After parking my cherry red Jeep Wrangler, also known as Misery, half a block away, I swooped back into Mission: Impossible mode to traverse the dangerous domain tucked within the borders of the southern war zone. Gangs proliferated in the poverty-stricken area surrounding the asylum. And the asylum itself, abandoned by the government in the fifties, was now owned by an established biker gang known as the Bandits. For the most part, they were old school, their primary colors reflecting a loyalty to God and country.

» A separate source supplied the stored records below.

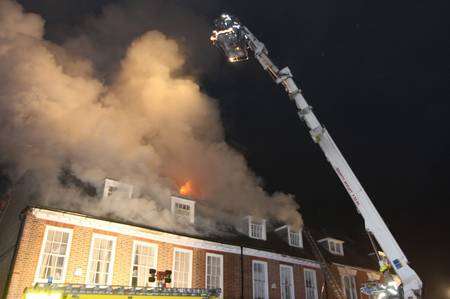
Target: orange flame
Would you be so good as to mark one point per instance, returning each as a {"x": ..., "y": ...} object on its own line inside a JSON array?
[{"x": 186, "y": 189}]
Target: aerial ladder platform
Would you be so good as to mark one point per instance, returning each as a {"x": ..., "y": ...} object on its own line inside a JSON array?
[{"x": 237, "y": 42}]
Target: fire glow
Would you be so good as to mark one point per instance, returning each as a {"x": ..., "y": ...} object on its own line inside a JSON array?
[{"x": 186, "y": 189}]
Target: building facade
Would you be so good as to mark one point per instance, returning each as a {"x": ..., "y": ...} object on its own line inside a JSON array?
[{"x": 64, "y": 247}]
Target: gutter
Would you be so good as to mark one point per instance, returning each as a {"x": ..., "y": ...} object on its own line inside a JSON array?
[
  {"x": 22, "y": 217},
  {"x": 242, "y": 272}
]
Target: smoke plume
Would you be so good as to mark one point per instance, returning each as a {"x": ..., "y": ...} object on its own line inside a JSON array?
[{"x": 72, "y": 120}]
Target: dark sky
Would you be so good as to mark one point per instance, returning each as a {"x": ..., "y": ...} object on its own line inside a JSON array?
[{"x": 377, "y": 74}]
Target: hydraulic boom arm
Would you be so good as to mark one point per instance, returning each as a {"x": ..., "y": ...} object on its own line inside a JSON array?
[{"x": 234, "y": 39}]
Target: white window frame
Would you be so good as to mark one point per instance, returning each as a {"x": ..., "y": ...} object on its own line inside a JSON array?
[
  {"x": 190, "y": 203},
  {"x": 155, "y": 258},
  {"x": 220, "y": 256},
  {"x": 266, "y": 286},
  {"x": 91, "y": 252},
  {"x": 41, "y": 254},
  {"x": 313, "y": 272},
  {"x": 354, "y": 292},
  {"x": 263, "y": 228},
  {"x": 291, "y": 271},
  {"x": 190, "y": 264},
  {"x": 336, "y": 244},
  {"x": 300, "y": 238}
]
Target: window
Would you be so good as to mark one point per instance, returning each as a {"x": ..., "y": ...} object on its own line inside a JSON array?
[
  {"x": 144, "y": 258},
  {"x": 310, "y": 284},
  {"x": 117, "y": 189},
  {"x": 182, "y": 268},
  {"x": 214, "y": 271},
  {"x": 260, "y": 280},
  {"x": 257, "y": 229},
  {"x": 295, "y": 238},
  {"x": 101, "y": 260},
  {"x": 286, "y": 282},
  {"x": 183, "y": 208},
  {"x": 335, "y": 247},
  {"x": 349, "y": 283},
  {"x": 54, "y": 255}
]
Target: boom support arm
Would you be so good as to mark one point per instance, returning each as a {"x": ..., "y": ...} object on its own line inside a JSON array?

I scanned the area, paying special attention to the Bandits’ main house beside the asylum, also known as a Rottweiler den of iniquity—the Bandits loved them some Rottweilers—then I started up the fence as fast as I could. Admittedly, it wasn’t very fast. In all the years I’d trespassed on Bandit turf, the Rottweilers had been out on patrol only a handful of times. The gang usually kept them inside during the day. Praying my luck would hold, yet keeping a weather eye, I clawed and slipped my way to the top of the fence, cringing as the metal wire dug into my fingers. Guys made this stuff look so easy. The only things I liked to scale on a semi-regular basis were those same guys who made this stuff look easy.

Dropping to the other side, I had to stop and regroup, partly to wallow in self-pity and partly to take inventory of my throbbing fingers. Fortunately, they were all present and accounted for. Losing a finger in the line of fence scaling would suck.

After another quick glance at the house, I dashed to the basement window I’d been using to gain illegal access to the asylum since I was in high school. Abandoned asylums had always been a particular fascination of mine. I toured them—also known as breaking and entering—regularly after accidently discovering this asylum one night when I was fifteen. I’d also discovered Rocket Man that night, a relic from 1950s science fiction, when spaceships looked steam driven and aliens were as unwelcome as communists. And I discovered that Rocket was somewhat of a savant in the fact that he knew the names of every person who had ever died, millions upon millions of names stored in his childlike mind. Which came in really handy at times.

I scooted through the basement window on my stomach and dropped into a somersault, landing on my feet on the cement slab of the basement. ’Cause that’s how I roll.